I believe our adoption of GoogleApps for Education is a good first step. For those who wish to do so, sharing information electronically just got a whole lot simpler because of Apps. It's easy and fast to simply create (or upload) a document to Docs, then invite others to view it, either as individuals or as members of a Group. It's easier than using e-mail attachments - and a whole lot easier than printing, copying and mailing.

But how does one change a "paper-trained" mindset like that of a large organization like ours?

About all I can do, I believe, is lead by example.  I am going to see if I can't make the committees I run paper-less. What does it take?

  • Using all electronic agendas, minutes and handouts ... and having a strong will to resist the temptation not to make paper copies for the meeting itself. OK, I know people will print agendas and bring them to the meeting. I didn't JUST fall off the turnip truck. Isn't this just redistributing the printing instead of reducing it? Sure many people will print everything sent to them. But some, perhaps a growing number, won't. And there won't be those extra copies made for those who didn't make it to the meeting. Oh, making these documents editable as well as viewable opens up a whole new means of group participation.
  • Sharing information in meetings via projection rather than handouts. An LCD projector with the agenda, reports and activities makes sense to me. If people want a written record, they can use their own notebooks, scrap paper or...
  • Allowing Inviting members to bring laptops, PDAs, netbooks, smartphones, etc to meetings. To access committee information and take nores. Oh, have open wireless access to make these devices maximally useful.
  • Keeping a reliable and accessible archive of past committee communications digitally. Many of us of the paper-trained generation just trust paper copies more than online -probably due to early bad digital storage experiences. Both GoogleDocs, Gmail's large storage capacity and Group's discussion sections allow communications to be easily stored and retrieved without resorting to dead trees and petrochemicals.

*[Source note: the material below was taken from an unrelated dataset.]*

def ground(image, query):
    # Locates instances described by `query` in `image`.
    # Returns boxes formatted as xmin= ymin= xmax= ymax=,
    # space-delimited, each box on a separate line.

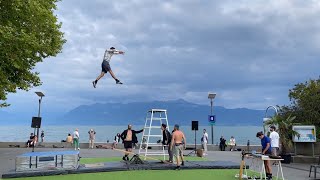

When asked about the cost savings expected by the adoption of GoogleApps, not needing to update and support an in-house mailserver and client software is the most immediate reason. Sure, there is a little cost savings there. But what if we could, because of simple electronic document sharing, cut our printing costs in half? What if, by moving to cloud-based applications, we could supply $300 netbooks to kids instead of $1000 laptops? And when all kids have netbooks, can't we start to decrease the money we spend on textbooks by using Curriki, Moodle and other teacher-created resources? And further reduce copying costs as well.

Meaningful paper reduction will mean everyone thinking twice about how necessary any copy is to make. See below...

But hey, if one can't implent an idea like this during a budget crisis, when would it go?